Mrs. Lim, mother of student Anthony Lim shares her views on ITEs.
“I urge all parents to not look at ITEs as a dead end. It is just a longer route to what everyone may define as success like a polytechnic or a university. My son went to an ITE after doing badly at the O levels. He really liked his course at ITE and did very well in it, he then went on to a local polytechnic where he was granted a year exemption, he took up the same course and again did well at it. He now has a place in a local university. Hence, it was the ITE that made my child find out his interests and this has made him look forward to school ever since. I couldn’t say the same for him in primary or secondary school.”

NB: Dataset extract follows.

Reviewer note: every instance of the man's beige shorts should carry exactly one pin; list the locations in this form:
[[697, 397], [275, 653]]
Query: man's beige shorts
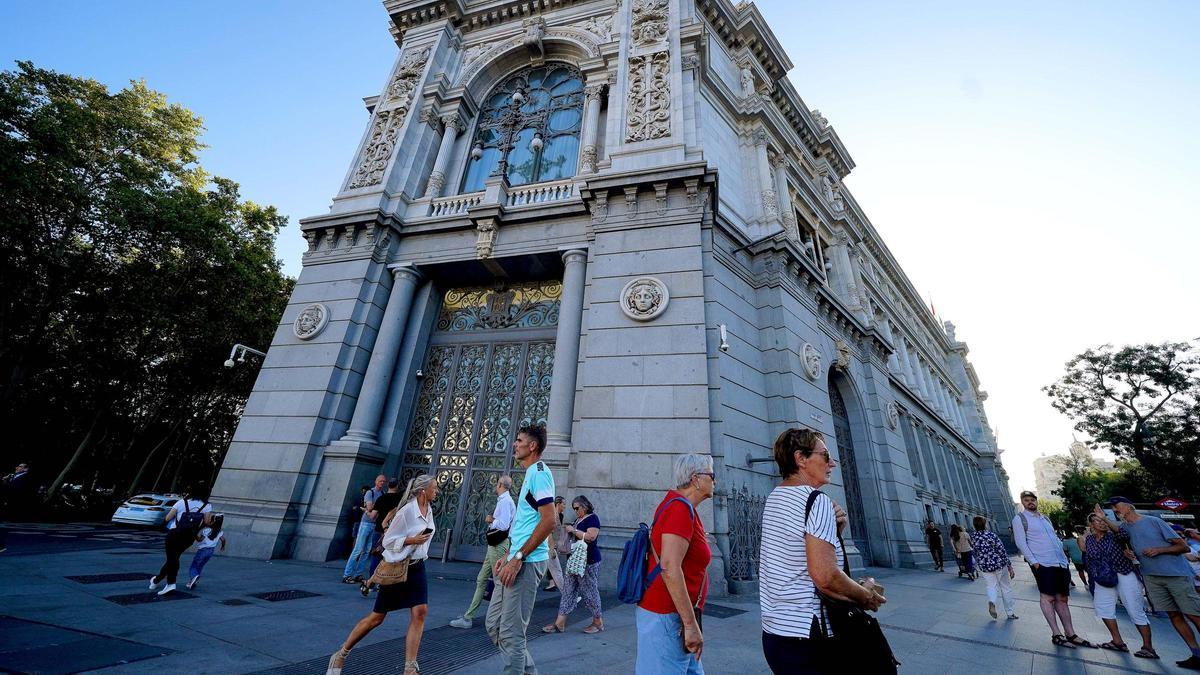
[[1173, 593]]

ITE offers course-based schooling. One will graduate with a certificate. Graduates can find work mostly in vocational and technical jobs. If the child does well in ITE, he will be allowed to proceed onto the local polytechnics.
Private schools such as MDIS and Kaplan accept students with the most passes in the “O” levels into their diploma programme. From there the child can proceed to a degree programme in their campuses. However, private schools are much costlier; the school fees are not government-subsidised.
Repeating O levels as a private candidate
Of course, there is always the option of repeating the O levels as a private candidate. However, it is better to move on if the child is not academically inclined.
Parents must make their children understand that education is a life long journey. The students should stop beating themselves up and move on from their exam results as there will be many other opportunities in life.